Reports 1-1 of 1 Clear search Modify search
AdV-DAQ (Data collection)
bouedo, masserot, mours - 9:16 Monday 25 July 2022 (56526) Print this report
DAQ: rtpc TolmFrameBuilder frame at 5Hz (dt:0.2s)

Last friday, 20220722 between 11h and 12h30-UTC, we setup the frame building at 5Hz on most of the TolmFrameBuilder servers, except the the FDS_Img_Tfb one :

  • the frames with a frame dt at 0.2s  are received by the FbmFFE server . Today a single FdIOServer called FbmFFEDy allows the low latency data accesses  for commissioners
  • the TolmFrameBuilder server configurations were updated to allow the frame building at 5Hz and the frame transmission to the FbmFFE server
  • The 50Hz online frame building and the frame dt extension from 0.2s to 1s are done between the FbmFFE and the FbmFE frame merger stages by the server called *_50Hz in data collection Front End DAQ sub-group . It was done previously between the FbmFE and the FbmMain frame merger stages
  • Note that during the time period of the operations some channels may be missing .
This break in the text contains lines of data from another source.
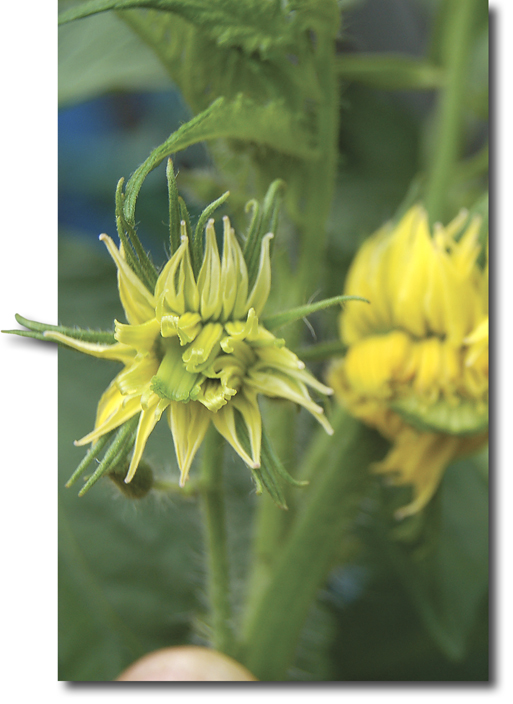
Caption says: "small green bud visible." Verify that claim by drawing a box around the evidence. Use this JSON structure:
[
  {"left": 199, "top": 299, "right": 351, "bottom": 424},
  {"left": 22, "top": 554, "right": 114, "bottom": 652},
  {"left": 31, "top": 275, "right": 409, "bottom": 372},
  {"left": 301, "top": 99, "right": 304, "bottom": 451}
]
[{"left": 107, "top": 460, "right": 154, "bottom": 499}]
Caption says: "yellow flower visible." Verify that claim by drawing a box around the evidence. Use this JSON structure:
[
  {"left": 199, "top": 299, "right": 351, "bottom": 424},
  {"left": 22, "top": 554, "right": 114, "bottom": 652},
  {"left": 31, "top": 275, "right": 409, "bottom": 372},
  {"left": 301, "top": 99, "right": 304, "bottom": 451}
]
[
  {"left": 44, "top": 217, "right": 333, "bottom": 486},
  {"left": 328, "top": 206, "right": 488, "bottom": 517}
]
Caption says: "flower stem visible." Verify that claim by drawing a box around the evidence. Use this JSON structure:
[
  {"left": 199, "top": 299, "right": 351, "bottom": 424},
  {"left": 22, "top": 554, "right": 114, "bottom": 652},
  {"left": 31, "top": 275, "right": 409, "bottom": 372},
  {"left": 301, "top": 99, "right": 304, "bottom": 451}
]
[
  {"left": 245, "top": 402, "right": 301, "bottom": 615},
  {"left": 426, "top": 0, "right": 481, "bottom": 224},
  {"left": 238, "top": 411, "right": 384, "bottom": 681},
  {"left": 201, "top": 427, "right": 234, "bottom": 655}
]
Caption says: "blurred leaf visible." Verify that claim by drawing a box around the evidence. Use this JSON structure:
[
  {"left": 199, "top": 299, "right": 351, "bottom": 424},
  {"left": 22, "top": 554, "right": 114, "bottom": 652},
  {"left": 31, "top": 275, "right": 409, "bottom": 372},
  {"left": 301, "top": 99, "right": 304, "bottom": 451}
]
[
  {"left": 59, "top": 13, "right": 170, "bottom": 106},
  {"left": 337, "top": 53, "right": 443, "bottom": 90},
  {"left": 378, "top": 459, "right": 488, "bottom": 661}
]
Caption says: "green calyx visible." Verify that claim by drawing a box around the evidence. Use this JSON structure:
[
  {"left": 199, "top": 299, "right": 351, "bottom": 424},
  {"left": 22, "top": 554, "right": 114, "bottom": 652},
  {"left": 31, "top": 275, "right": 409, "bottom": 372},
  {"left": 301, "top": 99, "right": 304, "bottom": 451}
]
[{"left": 390, "top": 396, "right": 488, "bottom": 435}]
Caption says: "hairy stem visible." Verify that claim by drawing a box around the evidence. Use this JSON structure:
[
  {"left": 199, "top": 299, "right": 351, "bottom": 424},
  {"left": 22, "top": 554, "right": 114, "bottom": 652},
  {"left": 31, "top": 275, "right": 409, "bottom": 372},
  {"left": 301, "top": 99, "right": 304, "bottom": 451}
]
[
  {"left": 201, "top": 427, "right": 234, "bottom": 655},
  {"left": 426, "top": 0, "right": 481, "bottom": 224},
  {"left": 238, "top": 411, "right": 384, "bottom": 681}
]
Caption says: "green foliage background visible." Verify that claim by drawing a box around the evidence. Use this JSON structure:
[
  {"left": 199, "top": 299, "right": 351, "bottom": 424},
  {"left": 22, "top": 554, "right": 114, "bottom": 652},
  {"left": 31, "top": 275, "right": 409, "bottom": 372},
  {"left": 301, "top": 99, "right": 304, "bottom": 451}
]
[{"left": 59, "top": 0, "right": 488, "bottom": 681}]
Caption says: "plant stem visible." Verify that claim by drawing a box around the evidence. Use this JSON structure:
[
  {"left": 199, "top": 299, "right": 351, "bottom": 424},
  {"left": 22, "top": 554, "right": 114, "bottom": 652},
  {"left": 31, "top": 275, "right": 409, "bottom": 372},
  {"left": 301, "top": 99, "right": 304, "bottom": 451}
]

Others minor changes have been performed too

  • the input of the FreqAna server in now the FbmMain online SHM  instead of FbmFE  one previously
  • The input for  the  transmission of the online DAQ stream to the olserver53 , done by the servers StToSpare* in now the FbmMain online SHM  instead of FbmFE  one previously

The first attached plot show the trend data over the week-end  for the more DAQ relevant channels:

  • no strange behaviours observed during the week-end
  • Due to  the new DAQ  frame merging stage, the latency for the 1s frame has increase by 0.3s

On the second attached plot one can see periodic (every 4h) peaks on the latency for the SNEB_Fb server and the SQB2_Fb server ::

 

Images attached to this report
Comments to this report:
masserot, mours, pacaud - 10:31 Tuesday 26 July 2022 (56542) Print this report

The 4h periodic peaks on the latency of the SNEB_Fb and SQB2_Fb are du to the rhsmcertd daemon , configured by default to run every 4h . The activity of this daemon is reported in the /var/log/rhsm/rhsmcertd.log logfile:

  • rtpc8 (SNEB_Fb) rhsmcertd logfile content  with a time report as local time
    • Mon Jul 25 00:45:01 2022 [INFO] (Cert Check) Certificates updated.
      Mon Jul 25 04:45:01 2022 [INFO] (Cert Check) Certificates updated.
      Mon Jul 25 08:45:02 2022 [INFO] (Cert Check) Certificates updated.
      Mon Jul 25 12:45:02 2022 [INFO] (Cert Check) Certificates updated.
      Mon Jul 25 13:21:38 2022 [INFO] (Auto-attach) Certificates updated.
      Mon Jul 25 16:45:02 2022 [INFO] (Cert Check) Certificates updated.
      Mon Jul 25 20:45:02 2022 [INFO] (Cert Check) Certificates updated.
      Tue Jul 26 00:45:02 2022 [INFO] (Cert Check) Certificates updated.
      Tue Jul 26 04:45:02 2022 [INFO] (Cert Check) Certificates updated.
      Tue Jul 26 08:45:02 2022 [INFO] (Cert Check) Certificates updated.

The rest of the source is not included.